Trump's "ultimate deal"

Evan Vucci / AP

Every American president fantasizes about being the Middle East peacemaker. It's the great unattainable — a sure-fire Nobel Peace Prize, and your own page in the history books.

Influential figures in the conservative pro-Israel community have concluded that President Trump and his son-in-law Jared Kushner have convinced themselves that their dealmaking talents can clinch this "ultimate deal" between Israel and the Palestinians.

Trump the dealmaker has begun inching to the left on Israel:

  • The Trump administration alienated some allies in conservative pro-Israel circles by allowing the State Department to hire Michael Ratney, who was a senior U.S. diplomat in Jerusalem under John Kerry.

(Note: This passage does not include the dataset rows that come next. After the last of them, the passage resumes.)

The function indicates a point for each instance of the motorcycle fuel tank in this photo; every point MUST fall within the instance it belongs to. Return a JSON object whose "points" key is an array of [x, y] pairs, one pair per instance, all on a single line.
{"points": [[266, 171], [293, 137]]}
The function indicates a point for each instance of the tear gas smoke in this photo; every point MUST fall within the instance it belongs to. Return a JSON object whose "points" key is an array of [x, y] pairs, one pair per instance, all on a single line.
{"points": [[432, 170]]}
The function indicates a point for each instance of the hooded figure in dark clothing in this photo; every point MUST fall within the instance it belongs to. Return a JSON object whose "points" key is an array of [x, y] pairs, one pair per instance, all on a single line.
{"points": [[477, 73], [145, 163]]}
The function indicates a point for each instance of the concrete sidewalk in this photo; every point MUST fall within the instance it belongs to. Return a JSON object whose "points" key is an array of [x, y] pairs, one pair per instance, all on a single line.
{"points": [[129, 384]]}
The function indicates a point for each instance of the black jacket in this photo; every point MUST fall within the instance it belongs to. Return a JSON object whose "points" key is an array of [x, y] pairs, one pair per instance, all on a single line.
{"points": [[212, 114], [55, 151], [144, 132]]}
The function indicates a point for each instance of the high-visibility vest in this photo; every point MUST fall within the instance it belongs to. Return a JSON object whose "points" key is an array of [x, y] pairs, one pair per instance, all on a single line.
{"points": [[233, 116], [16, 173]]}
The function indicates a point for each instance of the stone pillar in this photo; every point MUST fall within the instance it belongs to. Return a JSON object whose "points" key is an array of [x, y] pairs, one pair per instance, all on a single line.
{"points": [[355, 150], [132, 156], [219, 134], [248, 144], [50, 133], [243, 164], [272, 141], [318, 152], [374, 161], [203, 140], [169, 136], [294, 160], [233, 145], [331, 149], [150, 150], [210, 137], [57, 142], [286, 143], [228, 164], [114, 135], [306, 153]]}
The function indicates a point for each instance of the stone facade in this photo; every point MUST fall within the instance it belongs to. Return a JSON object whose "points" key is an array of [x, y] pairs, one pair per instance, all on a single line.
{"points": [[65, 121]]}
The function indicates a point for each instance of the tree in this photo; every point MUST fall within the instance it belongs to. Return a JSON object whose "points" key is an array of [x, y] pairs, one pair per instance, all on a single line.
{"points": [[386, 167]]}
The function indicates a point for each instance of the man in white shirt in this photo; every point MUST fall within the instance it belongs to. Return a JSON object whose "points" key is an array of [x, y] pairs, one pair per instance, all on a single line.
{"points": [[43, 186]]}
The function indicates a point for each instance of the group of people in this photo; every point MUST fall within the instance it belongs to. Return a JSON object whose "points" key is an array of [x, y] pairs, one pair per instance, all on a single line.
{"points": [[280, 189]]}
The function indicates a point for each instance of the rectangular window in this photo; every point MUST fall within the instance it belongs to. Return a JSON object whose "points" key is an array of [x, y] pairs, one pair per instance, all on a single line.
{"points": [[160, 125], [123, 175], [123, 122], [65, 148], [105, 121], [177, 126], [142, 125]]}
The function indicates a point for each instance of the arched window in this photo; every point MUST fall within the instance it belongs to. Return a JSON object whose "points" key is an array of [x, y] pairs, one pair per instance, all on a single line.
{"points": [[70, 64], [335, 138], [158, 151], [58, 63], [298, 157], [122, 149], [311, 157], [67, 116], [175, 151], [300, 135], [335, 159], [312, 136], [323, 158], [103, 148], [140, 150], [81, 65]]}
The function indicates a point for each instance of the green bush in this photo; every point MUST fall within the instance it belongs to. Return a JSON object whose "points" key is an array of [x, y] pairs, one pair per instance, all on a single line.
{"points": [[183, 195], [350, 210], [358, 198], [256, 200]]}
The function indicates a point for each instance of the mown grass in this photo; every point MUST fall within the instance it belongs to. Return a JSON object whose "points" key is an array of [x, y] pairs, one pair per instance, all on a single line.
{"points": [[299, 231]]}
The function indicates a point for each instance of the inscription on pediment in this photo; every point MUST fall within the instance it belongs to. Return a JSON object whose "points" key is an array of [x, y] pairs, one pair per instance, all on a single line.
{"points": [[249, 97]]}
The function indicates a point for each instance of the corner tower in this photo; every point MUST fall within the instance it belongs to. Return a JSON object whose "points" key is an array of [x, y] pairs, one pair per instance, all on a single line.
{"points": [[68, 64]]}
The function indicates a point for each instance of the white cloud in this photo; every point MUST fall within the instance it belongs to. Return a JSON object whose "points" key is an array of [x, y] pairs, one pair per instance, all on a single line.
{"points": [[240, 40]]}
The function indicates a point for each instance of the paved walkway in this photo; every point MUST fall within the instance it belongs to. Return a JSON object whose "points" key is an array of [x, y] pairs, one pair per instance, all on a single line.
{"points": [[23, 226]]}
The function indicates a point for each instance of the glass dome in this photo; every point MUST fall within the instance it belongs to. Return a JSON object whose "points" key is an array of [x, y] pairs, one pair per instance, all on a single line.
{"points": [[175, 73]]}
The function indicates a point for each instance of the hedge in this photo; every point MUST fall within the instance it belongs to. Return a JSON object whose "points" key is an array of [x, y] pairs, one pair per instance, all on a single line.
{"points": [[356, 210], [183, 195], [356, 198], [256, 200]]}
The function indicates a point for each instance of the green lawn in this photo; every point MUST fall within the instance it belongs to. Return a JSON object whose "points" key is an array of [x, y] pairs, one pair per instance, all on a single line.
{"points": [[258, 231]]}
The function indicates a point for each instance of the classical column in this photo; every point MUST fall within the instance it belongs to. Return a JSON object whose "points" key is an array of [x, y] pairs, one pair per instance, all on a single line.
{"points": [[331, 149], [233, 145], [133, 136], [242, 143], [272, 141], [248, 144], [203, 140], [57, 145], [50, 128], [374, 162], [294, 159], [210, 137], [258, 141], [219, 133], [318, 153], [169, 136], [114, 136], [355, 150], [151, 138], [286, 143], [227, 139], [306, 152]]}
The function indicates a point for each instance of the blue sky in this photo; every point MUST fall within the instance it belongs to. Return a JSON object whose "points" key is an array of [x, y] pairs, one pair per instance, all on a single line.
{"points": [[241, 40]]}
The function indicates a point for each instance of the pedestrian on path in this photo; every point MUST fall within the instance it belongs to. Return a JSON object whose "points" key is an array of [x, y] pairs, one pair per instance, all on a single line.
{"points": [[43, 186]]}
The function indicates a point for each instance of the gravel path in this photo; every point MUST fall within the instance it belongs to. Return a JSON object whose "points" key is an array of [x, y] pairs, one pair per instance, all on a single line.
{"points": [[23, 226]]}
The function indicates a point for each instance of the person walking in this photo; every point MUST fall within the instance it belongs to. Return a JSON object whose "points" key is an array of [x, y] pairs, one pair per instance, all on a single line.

In recent days, a number of influential conservatives have reached out to White House officials, urging them to fire Ratney.
  • On the campaign trail, Trump promised to "move the American embassy to the eternal capital of the Jewish people, Jerusalem." As president, Trump is keeping the embassy in Tel Aviv as a bargaining chip to extract future concessions from Israeli Prime Minister Bibi Netanyahu.
  • Trump infuriated Palestinians by breaking with U.S. policy and saying he could potentially support a one-state solution. But during the same recent visit with Netanyahu, Trump threw a bone to the left by gently chiding the Israelis on settlement building.
  • On Friday, Trump spoke by phone to President Mahmoud Abbas of the Palestinian Authority. According to the White House, they "discussed a comprehensive agreement that would end the Israeli-Palestinian conflict." Trump invited Abbas to visit the White House in the near future.

So what comes next?

  • The hardbitten view: A conservative pro-Israel leader tells me Trump's aspirations "will run up against the reality of dealing with the Palestinians."
  • The most hopeful words: In a recent interview on David Axelrod's podcast, The Atlantic's editor Jeffrey Goldberg repeated a joke that Jared Kushner's principal qualification to be Trump's Middle East peacemaker was that he'd been to Jewish summer camp. But Goldberg wisely noted that the "great geniuses of American diplomacy" have all failed to achieve a deal:
There's almost like a Jewish comic novel in this ... And then a boy named Jared Kushner emerged from Trump Tower and brought peace to the tribes of Abraham. I mean ... who knows?